A Dialética da Mentira

- Mas se não fosse uma mentira, Alice, não teríamos saído das cavernas.

Hélio era o que muitos chamavam de mentiroso-compulsivo, mas enganam-se. Hélio não era daquela espécie corriqueira que acaba crendo nas próprias mentiras, ele era um especialista, um mentiroso-científico-persuasivo, um homem que mesmo flagrado no mais estapafúrdio embuste, desenvolvia, argumentava, provava.

E Hélio não ganhara fama apenas em botequins e happy hours, sua vida acadêmica fora fundada na mentira, por exemplo, sua comentadíssima tese de doutorado foi “Propriedade individual: a mentira que deu certo”, e possuía respaldo, Rousseau: a primeira propriedade nasceu quando um homem disse: - “Isto é meu”, e o outro acreditou. Ou seja, o progresso, a ciência, a modernidade, tudo fruto de uma mentira bem sucedida. – “Não mentir é um atentado contra a evolução da espécie”, Hélio dizia sempre. Alice que não concordava.

- Seu cachorro, sem vergonha, sua mãe doente uma ova, sua mãe está em Búzios. Onde você estava ontem? – O primeiro copo era arremessado contra Hélio. Desviou, o bom mentiroso tem reflexos aguçados.

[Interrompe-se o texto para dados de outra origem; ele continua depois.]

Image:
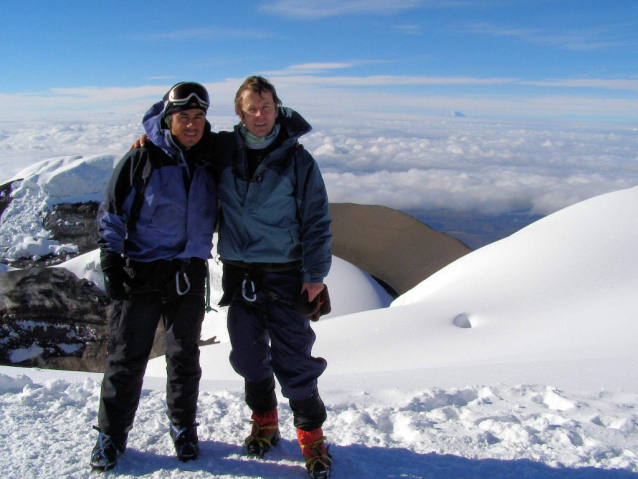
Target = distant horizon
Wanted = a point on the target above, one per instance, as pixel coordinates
(533, 59)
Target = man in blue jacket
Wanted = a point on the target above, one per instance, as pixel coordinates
(274, 241)
(156, 225)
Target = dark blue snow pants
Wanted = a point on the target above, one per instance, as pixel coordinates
(132, 328)
(269, 337)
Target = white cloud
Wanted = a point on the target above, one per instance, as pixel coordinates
(317, 9)
(607, 84)
(463, 165)
(598, 38)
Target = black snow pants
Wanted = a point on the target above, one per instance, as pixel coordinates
(269, 338)
(131, 333)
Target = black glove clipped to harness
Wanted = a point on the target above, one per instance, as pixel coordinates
(317, 308)
(114, 275)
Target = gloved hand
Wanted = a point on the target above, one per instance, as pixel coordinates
(114, 275)
(316, 308)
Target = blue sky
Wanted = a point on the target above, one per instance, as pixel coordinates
(554, 59)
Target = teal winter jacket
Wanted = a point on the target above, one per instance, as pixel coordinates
(280, 214)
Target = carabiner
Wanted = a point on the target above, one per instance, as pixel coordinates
(188, 284)
(252, 288)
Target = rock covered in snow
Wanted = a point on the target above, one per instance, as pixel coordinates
(49, 317)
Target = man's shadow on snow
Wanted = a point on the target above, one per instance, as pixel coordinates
(353, 462)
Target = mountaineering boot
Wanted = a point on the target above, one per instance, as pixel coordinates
(107, 449)
(185, 441)
(313, 447)
(264, 435)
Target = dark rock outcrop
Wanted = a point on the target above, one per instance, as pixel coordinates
(50, 318)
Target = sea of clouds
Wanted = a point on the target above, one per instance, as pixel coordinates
(423, 164)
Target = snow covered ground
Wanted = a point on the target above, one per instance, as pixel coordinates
(518, 360)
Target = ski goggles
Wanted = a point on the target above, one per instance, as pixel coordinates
(185, 94)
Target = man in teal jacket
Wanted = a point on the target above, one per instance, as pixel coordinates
(274, 241)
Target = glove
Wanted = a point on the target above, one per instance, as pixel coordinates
(315, 309)
(114, 275)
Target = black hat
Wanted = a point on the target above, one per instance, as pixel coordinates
(185, 96)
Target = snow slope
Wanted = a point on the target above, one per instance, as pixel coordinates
(514, 361)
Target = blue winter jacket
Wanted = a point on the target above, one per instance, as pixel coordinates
(280, 215)
(155, 206)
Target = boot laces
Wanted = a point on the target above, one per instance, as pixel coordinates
(318, 455)
(255, 434)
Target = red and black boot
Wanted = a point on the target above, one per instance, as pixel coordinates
(313, 447)
(264, 435)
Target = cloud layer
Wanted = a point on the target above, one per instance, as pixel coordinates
(455, 164)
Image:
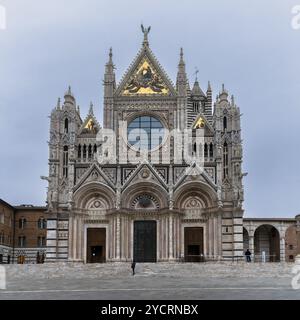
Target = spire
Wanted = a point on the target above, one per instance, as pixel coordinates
(224, 94)
(69, 98)
(110, 65)
(232, 100)
(196, 91)
(208, 87)
(181, 82)
(145, 32)
(181, 61)
(58, 104)
(91, 111)
(110, 55)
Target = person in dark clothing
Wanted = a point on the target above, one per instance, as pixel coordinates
(133, 267)
(248, 255)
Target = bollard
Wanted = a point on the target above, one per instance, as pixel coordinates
(2, 278)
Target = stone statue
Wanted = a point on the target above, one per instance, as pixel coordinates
(145, 32)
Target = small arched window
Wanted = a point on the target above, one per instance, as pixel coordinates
(205, 150)
(225, 123)
(196, 106)
(66, 125)
(65, 161)
(42, 223)
(225, 160)
(22, 223)
(84, 151)
(211, 150)
(195, 147)
(90, 152)
(79, 151)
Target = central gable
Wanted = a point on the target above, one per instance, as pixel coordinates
(145, 77)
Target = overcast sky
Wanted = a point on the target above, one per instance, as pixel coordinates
(248, 45)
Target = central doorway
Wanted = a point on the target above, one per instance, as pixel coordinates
(96, 240)
(144, 241)
(193, 244)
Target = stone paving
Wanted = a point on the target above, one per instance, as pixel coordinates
(217, 280)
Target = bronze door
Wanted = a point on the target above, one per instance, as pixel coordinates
(96, 245)
(193, 244)
(145, 241)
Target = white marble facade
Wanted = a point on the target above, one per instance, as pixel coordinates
(88, 191)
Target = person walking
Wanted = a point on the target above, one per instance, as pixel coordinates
(133, 267)
(248, 255)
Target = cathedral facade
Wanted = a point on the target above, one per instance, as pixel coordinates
(161, 180)
(125, 192)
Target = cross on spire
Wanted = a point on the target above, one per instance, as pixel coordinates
(196, 73)
(145, 32)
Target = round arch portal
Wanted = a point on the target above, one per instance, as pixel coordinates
(266, 244)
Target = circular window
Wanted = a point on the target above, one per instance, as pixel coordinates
(145, 133)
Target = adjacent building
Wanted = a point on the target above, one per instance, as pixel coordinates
(161, 180)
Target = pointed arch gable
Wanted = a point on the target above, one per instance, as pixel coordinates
(86, 192)
(148, 188)
(199, 190)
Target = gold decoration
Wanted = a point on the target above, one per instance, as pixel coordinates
(145, 81)
(90, 126)
(200, 123)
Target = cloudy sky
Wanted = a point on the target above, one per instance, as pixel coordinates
(248, 45)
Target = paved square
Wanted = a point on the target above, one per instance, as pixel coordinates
(186, 281)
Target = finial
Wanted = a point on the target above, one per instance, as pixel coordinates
(208, 86)
(196, 74)
(145, 32)
(58, 104)
(91, 111)
(110, 54)
(232, 100)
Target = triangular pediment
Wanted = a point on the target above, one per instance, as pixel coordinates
(145, 173)
(201, 122)
(195, 173)
(90, 125)
(145, 77)
(94, 174)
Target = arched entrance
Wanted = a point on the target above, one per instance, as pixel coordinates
(291, 243)
(266, 244)
(245, 239)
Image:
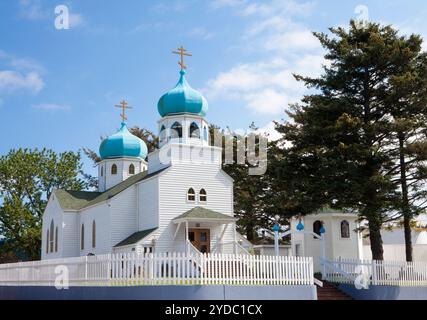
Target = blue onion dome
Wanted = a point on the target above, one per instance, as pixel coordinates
(123, 144)
(182, 99)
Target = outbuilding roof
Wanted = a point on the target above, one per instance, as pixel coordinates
(200, 213)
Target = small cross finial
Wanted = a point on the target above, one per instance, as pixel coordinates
(123, 105)
(182, 52)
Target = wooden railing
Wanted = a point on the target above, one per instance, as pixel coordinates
(375, 272)
(161, 269)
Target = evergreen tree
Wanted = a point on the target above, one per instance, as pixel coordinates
(408, 100)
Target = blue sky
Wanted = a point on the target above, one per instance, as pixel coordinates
(58, 87)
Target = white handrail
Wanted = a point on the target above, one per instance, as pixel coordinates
(130, 269)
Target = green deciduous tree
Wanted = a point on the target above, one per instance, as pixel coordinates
(27, 179)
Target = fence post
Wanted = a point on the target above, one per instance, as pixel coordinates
(85, 269)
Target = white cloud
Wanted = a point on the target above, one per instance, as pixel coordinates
(13, 80)
(20, 74)
(270, 131)
(227, 3)
(25, 64)
(267, 85)
(293, 40)
(279, 7)
(51, 107)
(32, 10)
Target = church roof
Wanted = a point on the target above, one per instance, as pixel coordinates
(123, 144)
(135, 237)
(199, 213)
(77, 200)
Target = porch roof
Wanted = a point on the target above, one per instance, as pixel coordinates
(203, 214)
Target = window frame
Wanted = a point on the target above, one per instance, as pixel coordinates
(113, 169)
(176, 127)
(193, 194)
(93, 234)
(56, 239)
(82, 237)
(52, 236)
(348, 229)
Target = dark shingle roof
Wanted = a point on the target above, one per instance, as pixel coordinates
(135, 237)
(77, 200)
(203, 213)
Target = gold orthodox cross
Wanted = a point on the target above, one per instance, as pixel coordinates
(123, 105)
(182, 52)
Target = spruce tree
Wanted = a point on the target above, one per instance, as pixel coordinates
(342, 133)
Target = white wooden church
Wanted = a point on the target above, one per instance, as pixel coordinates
(174, 199)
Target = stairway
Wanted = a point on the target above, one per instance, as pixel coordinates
(330, 291)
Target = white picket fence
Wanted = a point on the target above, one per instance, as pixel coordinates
(162, 269)
(393, 273)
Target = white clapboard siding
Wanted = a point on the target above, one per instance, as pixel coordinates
(129, 269)
(391, 273)
(173, 187)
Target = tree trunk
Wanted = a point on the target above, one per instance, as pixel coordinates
(406, 211)
(376, 240)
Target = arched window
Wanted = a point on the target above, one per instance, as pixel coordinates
(317, 225)
(176, 130)
(82, 238)
(203, 195)
(93, 234)
(162, 134)
(205, 133)
(194, 131)
(52, 230)
(56, 239)
(345, 229)
(47, 241)
(114, 169)
(191, 195)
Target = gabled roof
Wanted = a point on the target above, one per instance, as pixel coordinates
(135, 237)
(77, 200)
(199, 213)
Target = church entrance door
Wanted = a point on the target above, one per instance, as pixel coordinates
(200, 239)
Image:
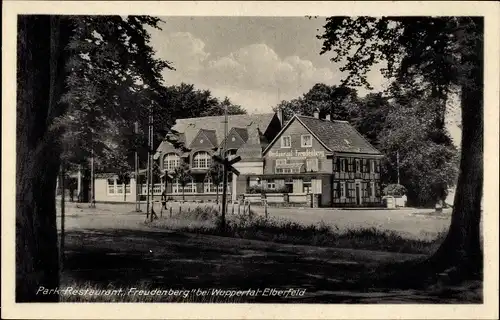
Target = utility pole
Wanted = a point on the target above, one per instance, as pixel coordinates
(397, 160)
(92, 189)
(63, 209)
(148, 175)
(137, 197)
(151, 161)
(224, 175)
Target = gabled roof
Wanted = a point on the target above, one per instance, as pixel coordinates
(191, 126)
(335, 136)
(252, 149)
(241, 134)
(205, 134)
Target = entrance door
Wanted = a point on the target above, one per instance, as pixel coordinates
(358, 193)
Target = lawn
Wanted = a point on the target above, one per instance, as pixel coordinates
(111, 247)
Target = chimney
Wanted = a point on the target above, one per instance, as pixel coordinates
(316, 114)
(279, 113)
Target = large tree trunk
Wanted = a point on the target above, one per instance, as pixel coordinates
(38, 157)
(461, 248)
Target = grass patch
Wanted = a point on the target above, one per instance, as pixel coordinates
(205, 221)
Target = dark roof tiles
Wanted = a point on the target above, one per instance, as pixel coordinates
(339, 136)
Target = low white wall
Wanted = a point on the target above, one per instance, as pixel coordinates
(297, 197)
(275, 198)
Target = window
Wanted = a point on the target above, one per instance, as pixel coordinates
(306, 187)
(231, 153)
(312, 164)
(286, 142)
(111, 186)
(343, 165)
(350, 165)
(210, 187)
(190, 187)
(306, 140)
(118, 186)
(201, 160)
(171, 161)
(280, 162)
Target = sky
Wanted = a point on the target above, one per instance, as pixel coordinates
(255, 61)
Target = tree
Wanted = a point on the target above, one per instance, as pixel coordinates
(441, 55)
(182, 174)
(69, 68)
(340, 102)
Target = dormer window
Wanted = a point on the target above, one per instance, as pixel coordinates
(170, 161)
(306, 140)
(201, 160)
(286, 142)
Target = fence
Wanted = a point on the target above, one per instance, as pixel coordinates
(240, 208)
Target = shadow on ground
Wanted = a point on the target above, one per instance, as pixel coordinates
(170, 260)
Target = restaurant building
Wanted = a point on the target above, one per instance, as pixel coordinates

Era Carnaval. Para a maioria das pessoas, uma data de alegria e festa, mas para Hélio e seus discípulos (sim, já os tinha) era muito mais, o Carnaval era o momento ápice para a experimentação de toda a diversidade de mentiras, lorotas, embustes e disparates que a criatividade humana é capaz de elaborar, o Carnaval era a prova decisória onde o mentiroso comum poderia sair da multidão de seus iguais e alcançar o profissionalismo, e, quem sabe, até mesmo, entrar no rol dos célebres mentirosos (grupo, na maioria, representado por políticos).

- Alice, eu posso explicar, inclusive com referências bibliográficas se necessário. Eu estava... - Diálogo interrompido para esquivar-se de mais um copo.

Hélio estava na Bahia, cantando “atrás do trio elétrico só não vai quem já morreu”, a verdade era esta, e, ainda, acrescida de muito suor e cerveja. Mas isso não vem ao caso, como o próprio dizia: - “Réu confesso é um homem sem capacidade argumentativa”.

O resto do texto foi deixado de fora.